Eine gelungene Therapie beginnt bereits vor der Extraktion des beherdeten Zahnes: Mit der initialen Entscheidung für den Therapieweg sowie für das effektive Management der infizierten Alveole. Um den Verlust des bukkalen Knochens zu verhindern, ist eine simultane Augmentation während der Extraktion anzustreben [2, 9]. Hierfür muss die Alveole möglichst entzündungsfrei sein. Ein schonendes Verfahren zum Bekämpfen bakterieller Infektionen ist die antimikrobielle photodynamische Therapie (aPDT).
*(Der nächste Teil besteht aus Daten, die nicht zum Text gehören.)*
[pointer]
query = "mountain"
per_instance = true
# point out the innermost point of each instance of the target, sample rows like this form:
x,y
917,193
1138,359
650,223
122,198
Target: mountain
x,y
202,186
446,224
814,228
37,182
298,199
Die Vorteile einer Socket oder Ridge Preservation mit HELBO sowie Bio-Oss Collagen sind der Erhalt des Kieferkammvolumens und damit ein signifikant geringerer Aufwand. Durch die volumenerhaltende Maßnahme wird die Behandlungsdauer einer prothetischen Versorgung deutlich geringer; bei einer implantologischen Lösung reduziert sich der chirurgische Aufwand bei der Implantation. In dem nachfolgend beschriebenen Fall wurde die Alveole für eine prothetische Versorgung (Brückenglied) aufgefüllt. Eine weitere Indikation des Verfahrens ist die Vorbereitung des Kieferkammes für eine spätere Implantatinsertion (nach vier bis fünf Monaten). Die Effizienz des Verfahrens ist in der Literatur für die Bereiche Parodontologie, Periimplantitistherapie und Endodontie umfassend beschrieben [15]. Durch eine gezielte Keimreduktion soll die postoperative Infektion verhindert werden. Schon 1990 berichtete Dougherty über die Beeinflussung von Gewebe durch die photodynamische Therapie [5]. Zahlreich therapiebegleitende Untersuchungen zeigten zudem eine gute Wirkung bei der Periimplantitistherapie [6, 12, 13].

Wirkungsweise

Mit der antimikrobiellen photodynamischen Therapie wird eine hochwirksame Bakterienreduktion erreicht [17]. All diese Bereiche im Mund, die von einem speziellen Farbstoff sowie einem niedrigenergetischen Laserlicht (Softlaser) erreicht werden können, werden effektiv behandelt. Bezeichnend für den Softlaser sind seine geringe Energiedichte und die lange Bestrahlungsdauer. Durch eine tiefe Gewebestimulation ist dieser Lasertyp ideal für die aPDT-Behandlung geeignet [19]. Die aPDT kombiniert die gut eindringende, geringe Laserenergie mit der bakteriziden Wirkung über die Farbstoffanregung. Wichtig ist die Abstimmung der Wellenlänge des Lichts zum aktivierenden Farbstoff. Der Farbstoff muss spezifisch an das Target (zum Beispiel Bakterien im Biofilm) adsorbieren. Das durch einen photodynamischen Effekt ausgelöste regulative Verhalten führt zu einer Durchblutungssteigerung beziehungsweise -senkung (je nach Indikation). Zudem wird das Immunsystem stimuliert [4, 10, 11]. Es kommt zu einer Hemmung der Entzündung, einer beschleunigten Wundheilung sowie der Reduzierung des Schmerzes.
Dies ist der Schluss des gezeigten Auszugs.